Lukan groaned, remembering that the dragons had diagnosed a permanent limp. Not a handicap, but a badge of honor. “What’s going on outside?”
“You’ve slept two and a half days,” Lily said.
“I think I needed to.”
“You’ll always walk with a limp, but the healers have cleared you of infection and rebuilt some of the muscle in your calf. Not all of it. That snakebite was deep and the venom spread quickly.”
“I know.”
“So, are you up to attending the bonfire and homecoming celebration?”
“I don’t know. Am I?”
“Robb is coming. He’s confined to a chair, and Maigret won’t let him out of her sight, but he’ll be there.”
“Will he recover from the bad heart?”
Lily shrugged again. “I can’t see Death in his aura. Doesn’t mean she won’t find him. Just not for a while yet.” The glowing white dot on her forehead pulsed.
He shied away from that ominous portent. What was it? What did it mean? And why had gentle Lily been gifted with that . . . that . . . whatever it was?
“That sounds like something new happening in your magic,” he choked out.
“It’s been a strange year.”
“Did . . . did Death give you that?” He pointed at the glowing white spot.

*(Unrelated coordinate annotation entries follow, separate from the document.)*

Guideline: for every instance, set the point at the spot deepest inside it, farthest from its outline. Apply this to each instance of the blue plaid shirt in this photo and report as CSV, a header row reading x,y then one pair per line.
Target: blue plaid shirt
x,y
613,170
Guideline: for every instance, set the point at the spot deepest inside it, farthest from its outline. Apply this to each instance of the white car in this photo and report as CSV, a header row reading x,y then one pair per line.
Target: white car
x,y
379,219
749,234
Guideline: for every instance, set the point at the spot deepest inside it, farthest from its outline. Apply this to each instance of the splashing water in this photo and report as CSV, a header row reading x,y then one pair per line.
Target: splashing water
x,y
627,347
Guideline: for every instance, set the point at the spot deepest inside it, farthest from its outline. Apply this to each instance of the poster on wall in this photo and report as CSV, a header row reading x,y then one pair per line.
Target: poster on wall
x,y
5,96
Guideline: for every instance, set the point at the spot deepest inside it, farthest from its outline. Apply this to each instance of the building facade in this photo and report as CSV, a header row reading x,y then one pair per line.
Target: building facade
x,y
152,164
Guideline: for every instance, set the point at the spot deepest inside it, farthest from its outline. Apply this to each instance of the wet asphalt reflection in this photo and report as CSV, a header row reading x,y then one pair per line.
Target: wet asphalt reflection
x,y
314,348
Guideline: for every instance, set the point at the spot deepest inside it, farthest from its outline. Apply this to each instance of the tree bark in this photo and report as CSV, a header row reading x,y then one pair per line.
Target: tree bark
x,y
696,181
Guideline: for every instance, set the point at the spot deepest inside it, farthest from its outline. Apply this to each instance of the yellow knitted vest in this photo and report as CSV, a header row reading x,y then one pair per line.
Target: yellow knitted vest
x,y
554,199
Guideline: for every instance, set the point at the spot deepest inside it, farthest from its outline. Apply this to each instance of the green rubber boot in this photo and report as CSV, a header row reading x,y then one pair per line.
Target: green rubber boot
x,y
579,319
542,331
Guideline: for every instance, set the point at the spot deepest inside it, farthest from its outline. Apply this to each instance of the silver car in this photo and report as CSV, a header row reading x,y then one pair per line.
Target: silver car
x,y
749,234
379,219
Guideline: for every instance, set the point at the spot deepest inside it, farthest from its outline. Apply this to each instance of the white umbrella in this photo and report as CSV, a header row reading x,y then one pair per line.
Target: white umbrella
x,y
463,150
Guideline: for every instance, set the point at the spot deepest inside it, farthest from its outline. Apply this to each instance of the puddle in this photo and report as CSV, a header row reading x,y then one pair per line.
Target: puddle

“Death and I have become intimates, almost friends,” she whispered. “I understand better the purpose of Death, when to push her aside and when to welcome her.”
“Mama and Da?”
“Together, as they should be. Death has sent them on to whatever awaits us. They were ready to go, as long as they could go together.”
They sat in silence a moment, not quite needing to cry, together and separately.